Elle sortit un exemplaire poche de « Personne n’est en danger ».
« -Est-ce que vous pourriez me signer mon exemplaire.
– Oui bien sûr ! Je vous mets un petit mot ?
– Avec plaisir ! »
Il signa son livre, y apposa un petit mot gentil, puis lui tendit le livre. Pour une fois depuis son entrée dans l’Olkahoma, il pouvait avoir une discussion normale avec un autre humain, en plus, sur un sujet qui le passionnait. Il avait presque envie de rester, mais la crainte que la situation ne se retourne contre lui, d’une manière ou d’une autre, le rappela à l’ordre.
« -Désolé, est-ce que vous avez un jean ?
– Oh oui, désolé, je vous l’apporte.
– N’oubliais pas la paire de chaussures s’il vous plaît. »

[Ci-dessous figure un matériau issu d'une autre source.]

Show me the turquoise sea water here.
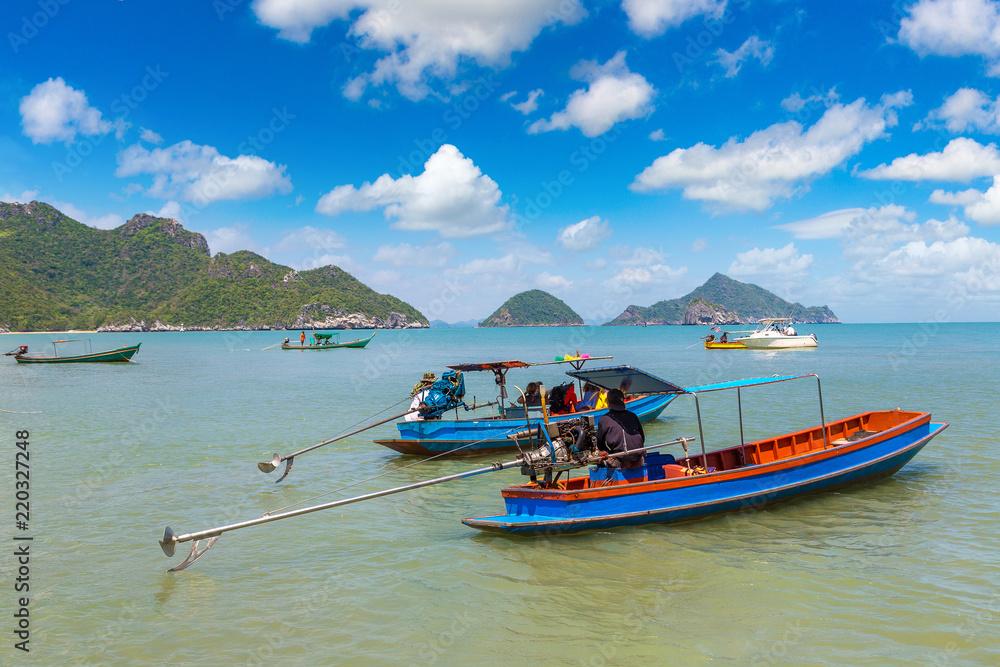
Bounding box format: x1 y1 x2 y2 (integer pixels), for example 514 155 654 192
0 323 1000 665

Elle revint avec un jean bleu foncé, plutôt élégant étant donné qu’il venait d’un magasin de station essence, et des chaussures couleurs rouge sang. Dante réprima une moue de dégoût à la vue des ces dernières.
« – Il vous plaît le jean ? Je crois que c’est la bonne taille. Pour les chaussures, je sais, elles ont l’air un peu funkie, mais c’est les seules potables que j’ai. Pour le jean, j’ai pris une taille L, retroussez-le, si jamais il est trop grand.
– D’accord, parfait, merci beaucoup.
– Vous voulez vous changer ici ?
– Si possible.
– Les toilettes sont à droite à la sortie, dans la petite bâtisse grise avec une porte verte.
– Je vous remercie ! Combien je vous dois ?
– Oh rien ! Offert par la maison !
– Non, je ne peux pas accepter.
– Mais j’insiste ! C’est bien la première fois que je vois un écrivain ici, autant prendre soin de lui !
– C’est très gentil mais ça me gêne. »
Rand sortit 100 dollars qu’il posa sur le comptoir.
« – Vraiment Monsieur Rand, pas besoin de ça, c’est un cadeau !
– Considérez cela comme un pourboire ! »
L’auteur sortit en vitesse et courut en direction des toilettes. Angoissant à l’avance de ce qui se pourrait se passer dans cet endroit, toujours étrange et glauque, que peuvent être les toilettes d’une station-service en bord de route.